Apostrophes at start or end of word seem to mess up the segmenter
Given this text
When it first arrived, I thought it was huge, and was thinkin' 'bout returning it, even though it is the size they say it is, It just seemed really large in person. I kept it and started using it. It is very easy to use with the instruction manual in hand, and I don't need that anymore for the things I do. I've scanned, copied, enlarged and printed double sided. All verry intuitive now. Prints clean and clear, bought a two pack of extra capacity black ink cartridges from Epson, delivered they were only $37, which I thought was reasonable, and it doesn't even look that big anymore. I am likin' it more all the time, and real happy with my choice.

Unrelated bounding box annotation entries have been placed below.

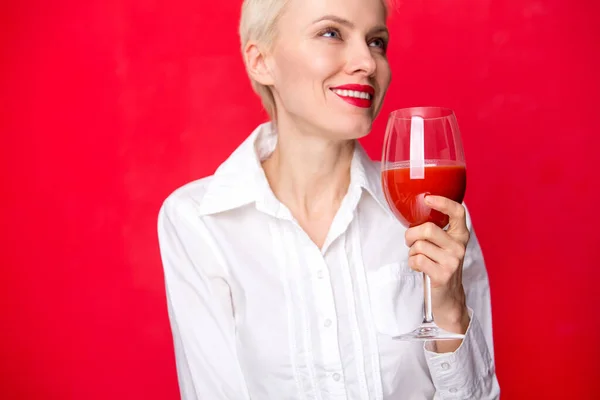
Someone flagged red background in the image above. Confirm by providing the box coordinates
[0,0,600,400]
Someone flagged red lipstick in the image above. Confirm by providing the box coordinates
[331,84,375,108]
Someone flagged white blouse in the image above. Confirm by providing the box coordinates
[158,123,499,400]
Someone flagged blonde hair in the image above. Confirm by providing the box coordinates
[240,0,289,120]
[239,0,393,120]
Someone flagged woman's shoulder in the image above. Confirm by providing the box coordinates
[161,175,214,217]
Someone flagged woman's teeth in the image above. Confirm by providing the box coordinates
[332,89,371,100]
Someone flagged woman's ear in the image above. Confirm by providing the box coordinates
[244,42,273,86]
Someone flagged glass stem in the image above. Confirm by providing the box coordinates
[423,272,433,324]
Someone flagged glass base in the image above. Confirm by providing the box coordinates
[393,322,465,341]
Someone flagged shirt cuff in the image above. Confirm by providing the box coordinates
[424,308,496,400]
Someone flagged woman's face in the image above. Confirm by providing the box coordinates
[266,0,391,140]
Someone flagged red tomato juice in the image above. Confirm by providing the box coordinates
[381,165,467,228]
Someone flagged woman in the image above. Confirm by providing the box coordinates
[158,0,499,400]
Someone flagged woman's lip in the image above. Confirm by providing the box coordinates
[331,83,375,97]
[331,89,373,108]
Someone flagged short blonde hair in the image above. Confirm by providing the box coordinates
[239,0,289,120]
[239,0,393,120]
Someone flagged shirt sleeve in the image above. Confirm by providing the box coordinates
[158,195,249,400]
[425,206,500,400]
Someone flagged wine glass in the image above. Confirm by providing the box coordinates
[381,107,466,340]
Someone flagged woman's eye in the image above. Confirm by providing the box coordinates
[321,29,341,39]
[369,39,387,50]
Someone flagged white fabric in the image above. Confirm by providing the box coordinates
[158,123,499,400]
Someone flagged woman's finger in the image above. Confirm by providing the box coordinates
[404,222,456,249]
[425,195,469,244]
[408,240,462,271]
[408,254,453,287]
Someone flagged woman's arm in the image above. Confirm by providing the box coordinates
[158,194,249,400]
[406,196,500,400]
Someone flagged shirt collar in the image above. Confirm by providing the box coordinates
[199,122,391,215]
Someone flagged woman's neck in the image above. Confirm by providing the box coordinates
[263,119,355,225]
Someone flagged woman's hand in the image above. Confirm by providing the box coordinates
[405,195,469,352]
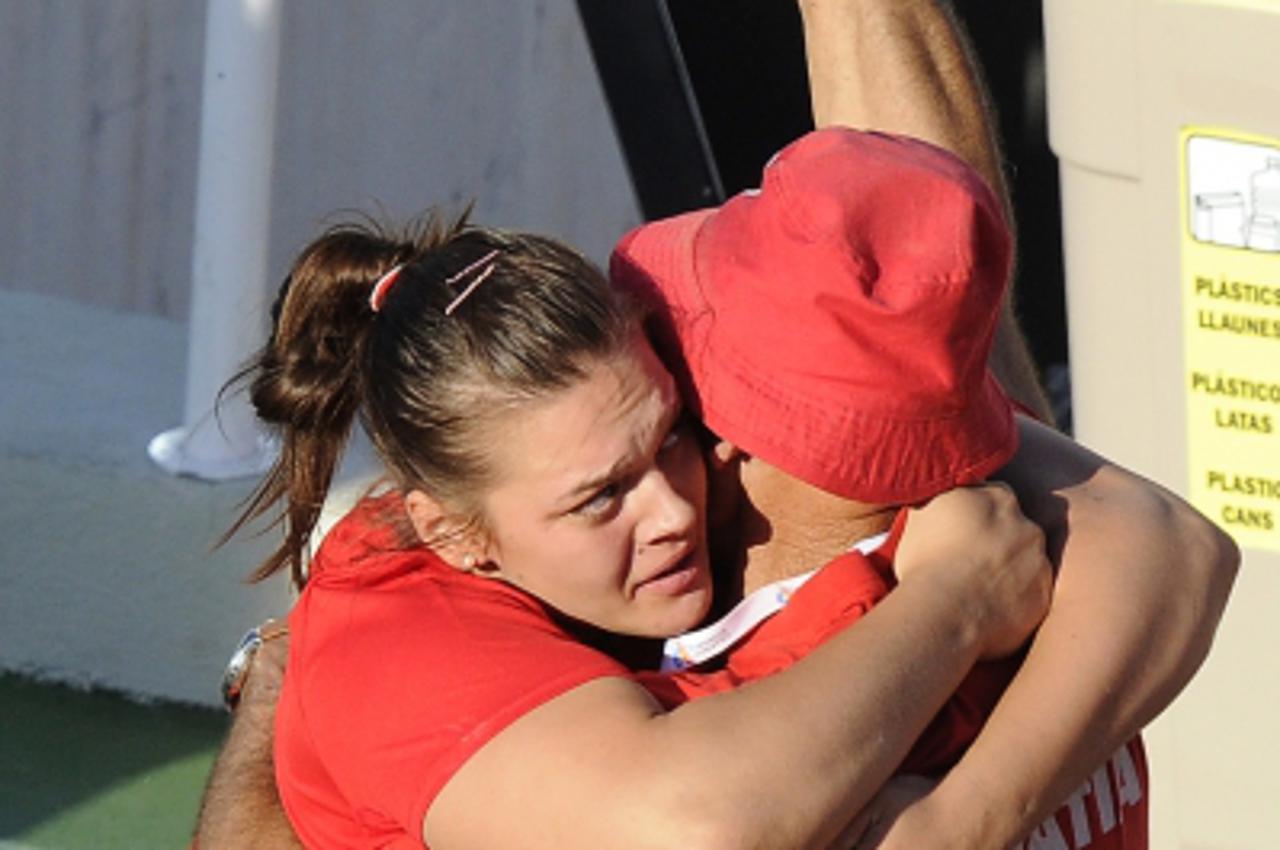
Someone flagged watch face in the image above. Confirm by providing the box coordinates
[223,629,262,710]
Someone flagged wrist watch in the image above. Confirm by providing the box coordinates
[223,626,262,712]
[221,620,289,712]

If I convert the last "likin'" to "likin" then it segments into 2 phrases. If I convert the first "thinkin'" to "thinkin" it segments to 1 phrase. If I convert the first "'bout" to "bout" then it segments to 7 phrases.
Ooh, this is a tricky one 🙈 Since it assumes the apostrophes form a quoted section and the library doesn't do sentence boundary detection internally to the quoted sections. I've been mulling over rules to detect this situation but it's a hard one.
I am honestly not sure either.
' at end of word like thinkin' may be treated as normal character. ' in middle of word like I've may be treated as normal character.
However probably not realistic to tell the difference between a quoted section vs excessive ' usage. An option may help. AllowQuotes or something.
The trouble is ' at the end of almost all words will be a closing single quote, which 'might signify the presence of a quoted pair' but without hardcoding every possible quoted word end it's highly likely to give false positives.
Currently the library doesn't do quote pair detection it just has a set of regexes for probably quoted pairs and naively ignores sentence breaks between pairs, I think. By distinguishing between open and close quotes we'd at least detect the first thinkin' as being unrelated. For reasons I need to drill into the library doesn't treat 'bout as an opening single quote as far as I can tell. So quote pair detection might work here, I'm just worried what it might break since text like this is very unusual.
An alternative that just occured is if the initial character following the quote is lowercase, as in 'bout and the quoted pair cross several sentence boundaries (checked by running against the inner text), then the pair is invalid. I'll have more of a think about it.
If first seen quote does not have a preceding whitespace character then could assume it is not start of a quote. For end of quote could use the lowercase solution you mentioned.